Les antidépresseurs rendent les rats autistes

Des rats exposés aux antidépresseurs juste avant et après leur naissance ont développé des anomalies cérébrales et des comportements craintifs.

Des rats mâles et femelles exposés au citalopram, un antidépresseur, peu avant et après leur naissance, ont développé des anomalies cérébrales et des comportements analogues aux troubles de l’autisme. Le citalopram est un médicament qui augmente le niveau de la sérotonine, un neurotransmetteur impliqué dans la régulation de fonctions physiologiques et de pathologies psychiatriques.

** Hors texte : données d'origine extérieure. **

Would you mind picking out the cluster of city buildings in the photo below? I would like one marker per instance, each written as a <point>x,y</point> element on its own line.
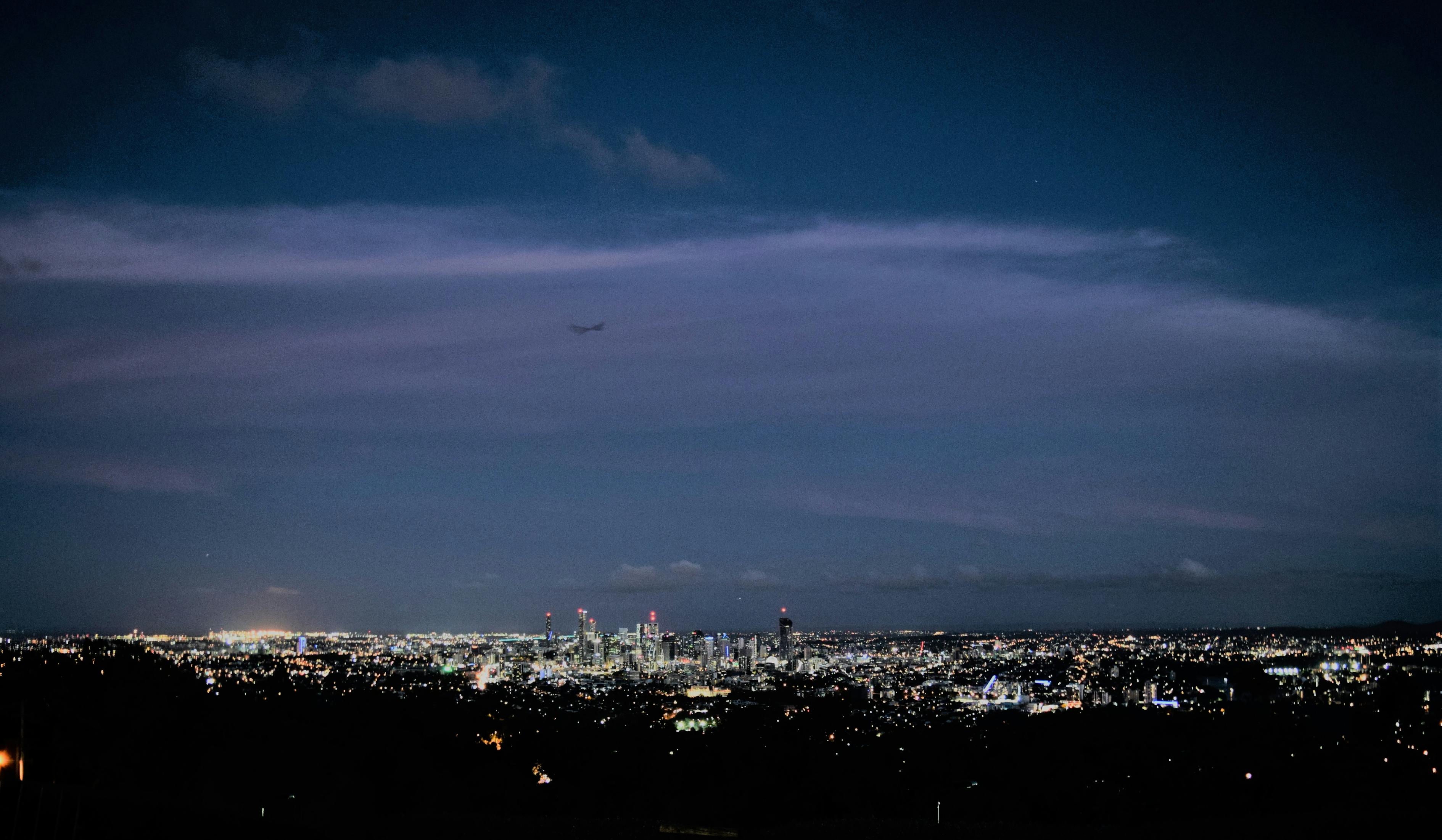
<point>938,676</point>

L’étude, dirigée par Rick Lin, professeur d’anatomie au Medical Center de l’université du Mississippi, a été publiée le 24 octobre 2011 dans la revue Proceedings of the National Academy of Sciences. La prise d’antidépresseurs provoquerait un dysfonctionnement du système de transmission de la sérotonine. Ce qui génèrerait des troubles de l’humeur et de l’anxiété.

Les jeunes mâles soumis au traitement se sont montrés craintifs face à des bruits, des odeurs et des objets inconnus. Ils ont fui les jeux avec leurs semblables, imitant par là le comportement d’un enfant atteint d’autisme. Ces réactions, signes d’un retard du développement, ont persisté à l’âge adulte.

Les chercheurs ont aussi observé une diminution considérable de la densité des fibres nerveuses dans une structure du cerveau responsable de la transmission de la sérotonine, le noyau du raphé. Un grand nombre de régions du cerveau ont été affectées par ce changement, notamment le cortex et l’hippocampe, zones impliquées dans la mémoire et les déplacements.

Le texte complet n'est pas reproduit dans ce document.